Governance and RBAC¶
Governance ensures workloads adhere to organizational rules and limits access to what’s necessary. RBAC ensures that users and services can perform only authorized actions. Quotas and limits protect cluster stability.
- Why it matters
Over-permissioned service accounts and lack of quotas can lead to resource exhaustion or security breaches.
Best Practices¶
- Set ResourceQuotas and LimitRanges in all namespaces.
- Disable auto-mounted default service accounts.
- Use granular RBAC roles per application/service.
Policy Enforcement¶
Policies enforce organizational standards across multiple teams and namespaces. Policy agents validate Kubernetes resources at admission time and prevent violations. This improves trust, especially in shared clusters.
- Why it matters
Without policy controls, different teams may unknowingly violate security, compliance, or architectural standards.
Best Practices¶
- Use OPA Gatekeeper or Kyverno for image and label policies.
- Restrict ingress hostname duplication.
- Allow only known domains in ingress rules.
Cluster Hardening¶
Hardening the cluster base ensures your platform is built on secure, stable foundations. Cluster hardening includes setting admission controls, auditing, and avoiding insecure defaults. Tools like kube-bench
simplify this process.
- Why it matters
The default configuration of many clusters exposes dangerous features. Attackers often target misconfigured control planes.
Best Practices¶
- Run
kube-bench
to check compliance with CIS benchmarks. - Disable access to cloud metadata APIs from pods.
- Disable unused alpha/beta features.
Authentication¶
Secure user and machine access to the cluster is foundational to everything else. OIDC supports identity federation and SSO. Human users should authenticate via IAM or IDPs, not service account tokens.
- Why it matters
Exposed credentials or weak access controls can compromise the entire cluster.
Best Practices¶
- Use OpenID Connect (OIDC) for user auth.

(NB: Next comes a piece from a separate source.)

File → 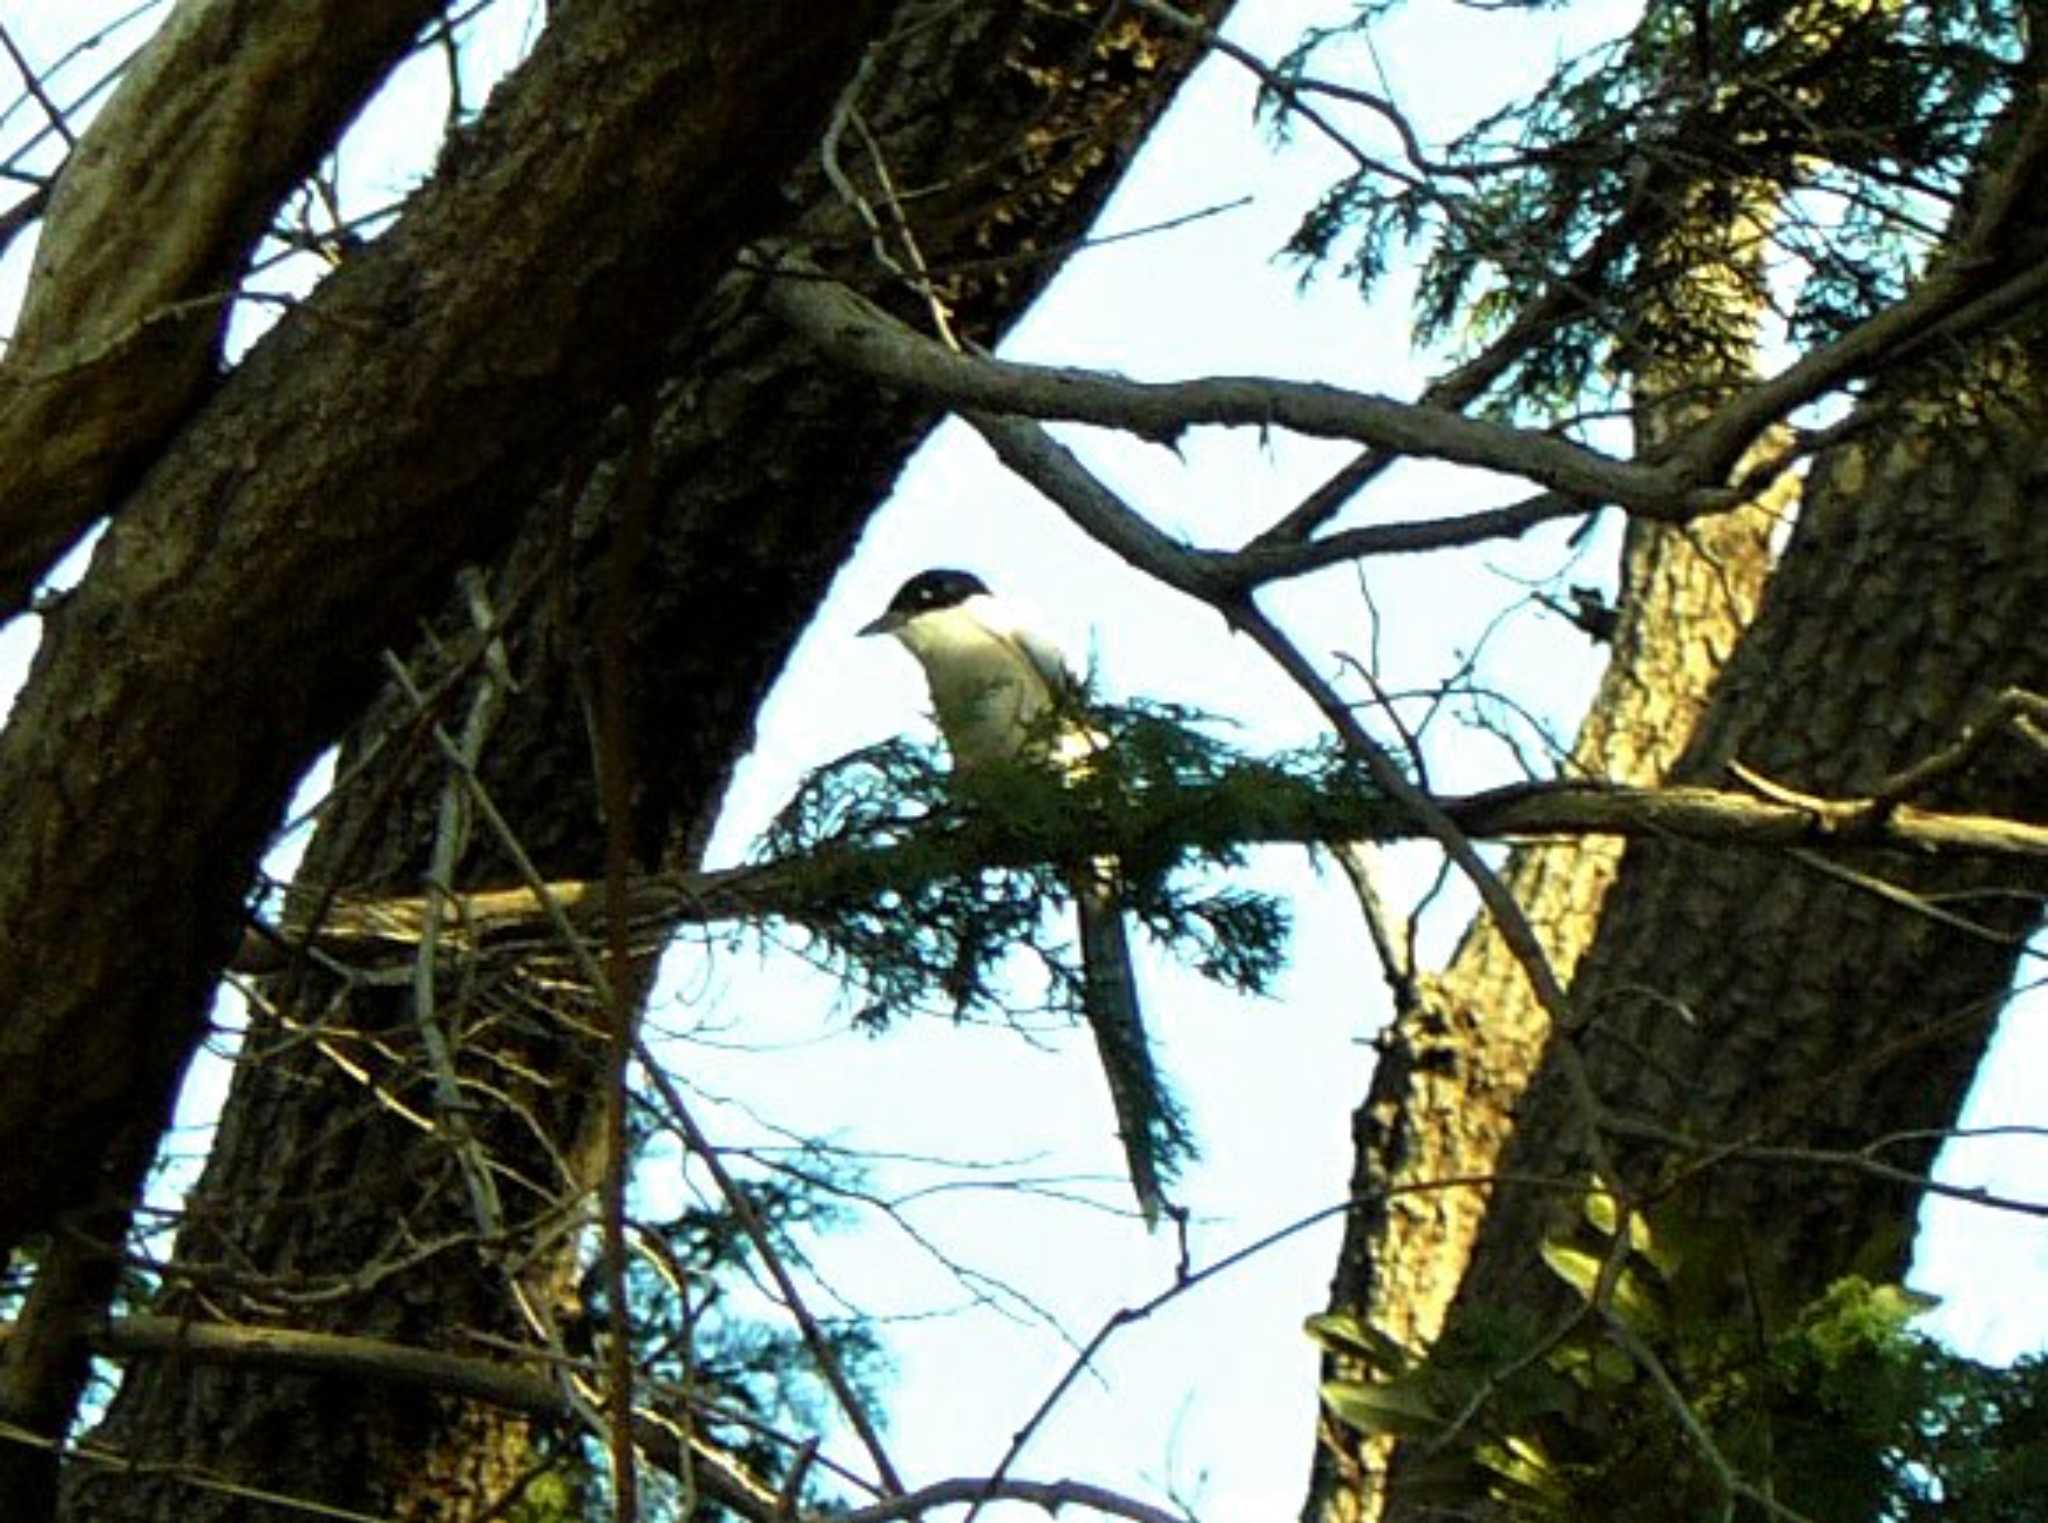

- Reserve ServiceAccount tokens for workloads only.
Final Thoughts¶
Kubernetes gives you infinite flexibility, but also infinite ways to misconfigure your stack. This checklist is the result of lessons learned across many production environments.
Whether you're a startup deploying your first service or a platform team managing dozens of clusters, take time to audit your setup against these practices.
And remember: simplicity, observability, and security always win in production.